The point with all of this is that there is a nuanced conversation to be had. Oversimplified binary reductions do not represent reality nor are they a useful point from which to have a conversation about how to improve the status quo. Issuing blanket statements like the one quoted above can only create a wedge between your position and those who you'd arguably like to reach with it. I happen to agree with you re: the horrors of unhappy hens, but you're also directly contradicting my lived experience.

OJFord
GP's point is that eating isn't killing, you can eat meat without (personally) killing any animals, and that can be (and for very many is) emotionally different for people.
haswell
And the general counterpoint to this is that the emotional distance gained by not doing the killing has zero relevance to the moral acceptability of mass abuse in factory farms.

Furthermore, that emotional distance leads to even more grotesque behavior because people are so far removed from the process that they can remain completely unaware.

Over time, more people have become aware of child labor and otherwise horrible working conditions in the production of clothing and shoes. Not being directly exposed to those conditions does not in any way excuse those conditions or make them acceptable.

AlgorithmicTime (dead)
bluefirebrand
> objectively cruel act

You mean "subjectively"

Which is the whole crux of the issue isn't it?

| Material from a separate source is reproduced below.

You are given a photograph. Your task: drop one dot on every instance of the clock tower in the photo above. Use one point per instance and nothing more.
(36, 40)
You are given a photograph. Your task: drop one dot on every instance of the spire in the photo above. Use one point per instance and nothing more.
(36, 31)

You think it's "objectively cruel"

Many people don't think it is.

wirrbel
Also, slaughtering as a process never was an issue for people. My grandma slaughtered chicken in her back yard.
PuppyTailWags
I think it's important, as people who eat meat, to fully acknowledge the deep and societal harms that meat causes. It is well-studied that slaughterhouses are uniquely bad for a community and uniquely bad for the people who work there. Meat as a food can sometimes be bad for people, but meat as an industry is definitely bad for people. Knowing this can allow us to make more responsible choices even if we still end up eating meat, such as selecting for small, ethical farmers that also limit the trauma of themselves/those who do the slaughtering of their stock.
pasquinelli
if you read the comment you're replying to carefully, you'll see they never said you or anyone else was immoral for eating meat, yet that's your takeaway.
ericmcer
I think it is a valid point. We can only indulge in such a guilt free way because we don't see how the sausage is made.

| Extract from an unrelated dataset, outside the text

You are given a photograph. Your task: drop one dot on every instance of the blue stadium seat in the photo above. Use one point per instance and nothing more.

My friend will eat burgers and chicken nuggets all day, but a chicken drumstick with it's tendons and cartilage he is unable to eat, it is a necessary disconnect for him.

My tolerance is way higher but if part of ordering dinner was choosing a living animal for them to kill and prepare I would definitely just get tofu.

PeterisP
IDK, I don't see any food-guilt issues from any of the countryside people I know who see "how the sausage is made" because they have done it, and have slaughtered some of the animals they have grown themselves.

And IMHO the discussions about "kill your own dinner" are quite impractical because that simply doesn't work in most conditions from the perspective of hygiene and food safety, and slaughtering is a job that does require quite some skill to do it properly, having it done by amateurs can easily be needless cruelty if you do it wrong. Like, I can butcher a chicken or a rabbit, but I would not be qualified to handle a pig or a cow properly.

giantg2
"We can only indulge in such a guilt free way because we don't see how the sausage is made."

That might be for some people. There are many that would have no guilt. As you point out, some people know what is in a chicken nugget (chicken) but eat it anyways. This path might slightly reduce the number of omnivores, but I doubt it would have a serious impact overall. Like any reduction in consumption from them would just lead to a lower price and increased demand either domestically or internationally.